Рассматривая интеллектуальные способности, можно заметить, что интеллект чувствует себя привольно, что он вполне у себя дома только тогда, когда он имеет дело с неорганизованной материей, в частности, с твердыми телами. В чем же состоит самое общее свойство неорганизованной материи? Она протяженна, она представляет нам предметы внешними относительно друг друга, а в этих предметах — одни части внешними относительно других частей. Конечно, нам полезно, в виду наших последующих действий, рассматривать каждый предмет как делимый на произвольные части, и каждую часть вновь считать делимой сообразно с нашей фантазией, и т. д. до бесконечности. Но для действия, совершающегося в данный момент, нам прежде всего необходимо считать реальный предмет, с которым мы имеем дело, или реальные элементы, на которые мы его разложили, временно не надлежащими изменению, и обращаться с каждым из них как с единством.

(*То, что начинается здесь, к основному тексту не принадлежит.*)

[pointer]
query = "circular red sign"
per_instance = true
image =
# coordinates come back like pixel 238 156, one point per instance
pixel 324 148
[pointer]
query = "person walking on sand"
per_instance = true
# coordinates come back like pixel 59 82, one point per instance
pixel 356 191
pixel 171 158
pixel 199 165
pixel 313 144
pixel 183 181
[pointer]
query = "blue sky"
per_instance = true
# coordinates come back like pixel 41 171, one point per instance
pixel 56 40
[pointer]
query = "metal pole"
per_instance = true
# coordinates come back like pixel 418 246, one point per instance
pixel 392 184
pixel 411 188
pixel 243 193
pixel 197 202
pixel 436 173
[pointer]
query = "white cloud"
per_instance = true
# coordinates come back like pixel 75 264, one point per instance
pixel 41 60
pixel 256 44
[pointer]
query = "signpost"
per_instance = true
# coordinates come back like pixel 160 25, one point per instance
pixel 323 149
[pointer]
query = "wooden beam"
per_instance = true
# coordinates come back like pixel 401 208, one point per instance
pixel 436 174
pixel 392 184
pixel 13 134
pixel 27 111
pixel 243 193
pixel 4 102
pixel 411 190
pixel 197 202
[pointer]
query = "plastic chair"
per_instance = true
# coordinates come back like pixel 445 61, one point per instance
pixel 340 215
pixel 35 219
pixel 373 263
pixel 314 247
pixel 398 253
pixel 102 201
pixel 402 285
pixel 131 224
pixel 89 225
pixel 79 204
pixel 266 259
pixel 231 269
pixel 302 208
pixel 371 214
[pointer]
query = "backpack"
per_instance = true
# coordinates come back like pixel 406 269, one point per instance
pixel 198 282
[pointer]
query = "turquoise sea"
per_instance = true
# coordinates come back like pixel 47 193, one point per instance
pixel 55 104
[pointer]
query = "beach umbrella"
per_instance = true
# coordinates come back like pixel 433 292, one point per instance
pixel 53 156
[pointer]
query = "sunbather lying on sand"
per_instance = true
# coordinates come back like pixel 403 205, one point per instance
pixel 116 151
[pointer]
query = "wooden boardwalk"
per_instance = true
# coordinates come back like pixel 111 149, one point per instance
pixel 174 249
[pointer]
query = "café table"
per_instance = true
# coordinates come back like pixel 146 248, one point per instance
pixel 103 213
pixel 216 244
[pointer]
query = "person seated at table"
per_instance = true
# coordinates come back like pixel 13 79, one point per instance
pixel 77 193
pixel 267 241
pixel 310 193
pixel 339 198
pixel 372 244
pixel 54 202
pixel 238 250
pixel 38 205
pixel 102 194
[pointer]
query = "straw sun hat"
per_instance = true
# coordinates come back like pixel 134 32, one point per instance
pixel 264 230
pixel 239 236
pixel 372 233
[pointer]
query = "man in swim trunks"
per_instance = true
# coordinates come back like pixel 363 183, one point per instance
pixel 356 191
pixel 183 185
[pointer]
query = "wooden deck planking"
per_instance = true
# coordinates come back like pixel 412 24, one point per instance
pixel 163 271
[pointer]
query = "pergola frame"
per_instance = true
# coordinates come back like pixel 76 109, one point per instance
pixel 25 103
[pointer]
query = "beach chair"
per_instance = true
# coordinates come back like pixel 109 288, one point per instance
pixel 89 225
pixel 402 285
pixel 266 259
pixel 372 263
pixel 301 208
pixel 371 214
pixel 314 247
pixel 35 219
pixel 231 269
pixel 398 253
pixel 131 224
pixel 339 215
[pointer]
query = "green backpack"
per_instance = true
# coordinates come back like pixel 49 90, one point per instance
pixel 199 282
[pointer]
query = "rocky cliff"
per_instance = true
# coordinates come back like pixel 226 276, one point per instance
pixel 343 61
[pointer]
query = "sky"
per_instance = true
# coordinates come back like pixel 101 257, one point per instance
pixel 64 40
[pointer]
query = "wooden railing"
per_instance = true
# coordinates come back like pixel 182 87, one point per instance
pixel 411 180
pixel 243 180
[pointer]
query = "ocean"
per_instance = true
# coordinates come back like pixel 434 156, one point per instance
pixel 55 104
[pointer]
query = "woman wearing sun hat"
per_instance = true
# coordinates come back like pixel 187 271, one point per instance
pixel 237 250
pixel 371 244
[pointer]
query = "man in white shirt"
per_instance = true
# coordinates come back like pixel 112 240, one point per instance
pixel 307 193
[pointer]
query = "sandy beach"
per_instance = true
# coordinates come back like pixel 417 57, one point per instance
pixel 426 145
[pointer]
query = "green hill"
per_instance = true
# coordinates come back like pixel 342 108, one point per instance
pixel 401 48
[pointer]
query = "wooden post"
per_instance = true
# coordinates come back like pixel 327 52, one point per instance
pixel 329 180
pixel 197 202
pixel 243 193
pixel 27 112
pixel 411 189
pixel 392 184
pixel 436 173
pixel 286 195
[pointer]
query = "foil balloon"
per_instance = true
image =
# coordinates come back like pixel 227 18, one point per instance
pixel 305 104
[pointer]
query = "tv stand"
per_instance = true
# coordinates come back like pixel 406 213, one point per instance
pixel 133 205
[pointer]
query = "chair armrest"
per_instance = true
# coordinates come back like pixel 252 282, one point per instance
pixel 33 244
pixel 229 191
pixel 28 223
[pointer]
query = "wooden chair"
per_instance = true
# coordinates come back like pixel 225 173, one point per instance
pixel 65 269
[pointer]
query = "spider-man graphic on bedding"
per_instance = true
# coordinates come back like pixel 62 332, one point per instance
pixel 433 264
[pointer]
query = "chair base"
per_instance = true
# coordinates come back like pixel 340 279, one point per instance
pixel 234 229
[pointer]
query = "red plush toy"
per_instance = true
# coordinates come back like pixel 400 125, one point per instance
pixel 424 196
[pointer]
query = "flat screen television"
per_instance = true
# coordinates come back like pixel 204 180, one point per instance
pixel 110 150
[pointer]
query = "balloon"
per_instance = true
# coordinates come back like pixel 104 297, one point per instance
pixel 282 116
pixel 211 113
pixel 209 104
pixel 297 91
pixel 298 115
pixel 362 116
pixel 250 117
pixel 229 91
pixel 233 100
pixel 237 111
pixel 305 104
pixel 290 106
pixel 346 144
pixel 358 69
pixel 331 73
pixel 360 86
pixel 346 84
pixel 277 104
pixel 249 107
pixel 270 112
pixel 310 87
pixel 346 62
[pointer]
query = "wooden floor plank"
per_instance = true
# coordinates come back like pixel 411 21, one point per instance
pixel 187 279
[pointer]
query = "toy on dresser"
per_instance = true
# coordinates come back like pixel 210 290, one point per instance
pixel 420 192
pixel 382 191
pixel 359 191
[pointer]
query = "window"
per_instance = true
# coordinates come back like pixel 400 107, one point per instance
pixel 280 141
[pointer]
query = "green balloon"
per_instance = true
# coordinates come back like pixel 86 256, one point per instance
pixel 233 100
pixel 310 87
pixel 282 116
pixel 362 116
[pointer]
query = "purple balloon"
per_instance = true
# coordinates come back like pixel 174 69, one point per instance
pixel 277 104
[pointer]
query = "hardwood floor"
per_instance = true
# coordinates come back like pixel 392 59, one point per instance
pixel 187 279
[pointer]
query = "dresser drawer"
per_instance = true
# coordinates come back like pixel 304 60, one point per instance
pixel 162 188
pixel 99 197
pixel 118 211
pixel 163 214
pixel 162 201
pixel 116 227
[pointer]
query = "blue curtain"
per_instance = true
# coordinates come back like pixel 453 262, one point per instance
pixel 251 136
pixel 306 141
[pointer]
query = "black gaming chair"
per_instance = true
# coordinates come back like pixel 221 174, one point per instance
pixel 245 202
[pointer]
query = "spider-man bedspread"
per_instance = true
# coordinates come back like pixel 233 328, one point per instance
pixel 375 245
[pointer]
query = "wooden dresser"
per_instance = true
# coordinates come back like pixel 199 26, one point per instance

Возможность делить материю до тех пределов и таким способом, как это нам нравится, мы подразумеваем, говоря о непрерывной связи материальной протяженности; но эта непрерывная связь, как видно, сводится для нас к тому, что материя позволяет нам выбирать способ прерывания этой связи: в сущности, этот способ и кажется нам действительно реальным, он и привлекает наше внимание, ибо именно к нему и применяется наше актуальное действие. Таким образом, прерывность может быть мыслимой и, действительно, сама по себе является предметом мысли, мы представляем ее себе посредством положительного акта нашего интеллекта, тогда как интеллектуальное представление непрерывности является скорее представлением отрицательным, будучи, по сути, только отказом нашего интеллекта считать какую бы то ни было данную систему деления единственно возможной. Интеллект ясно представляет себе только прерывное.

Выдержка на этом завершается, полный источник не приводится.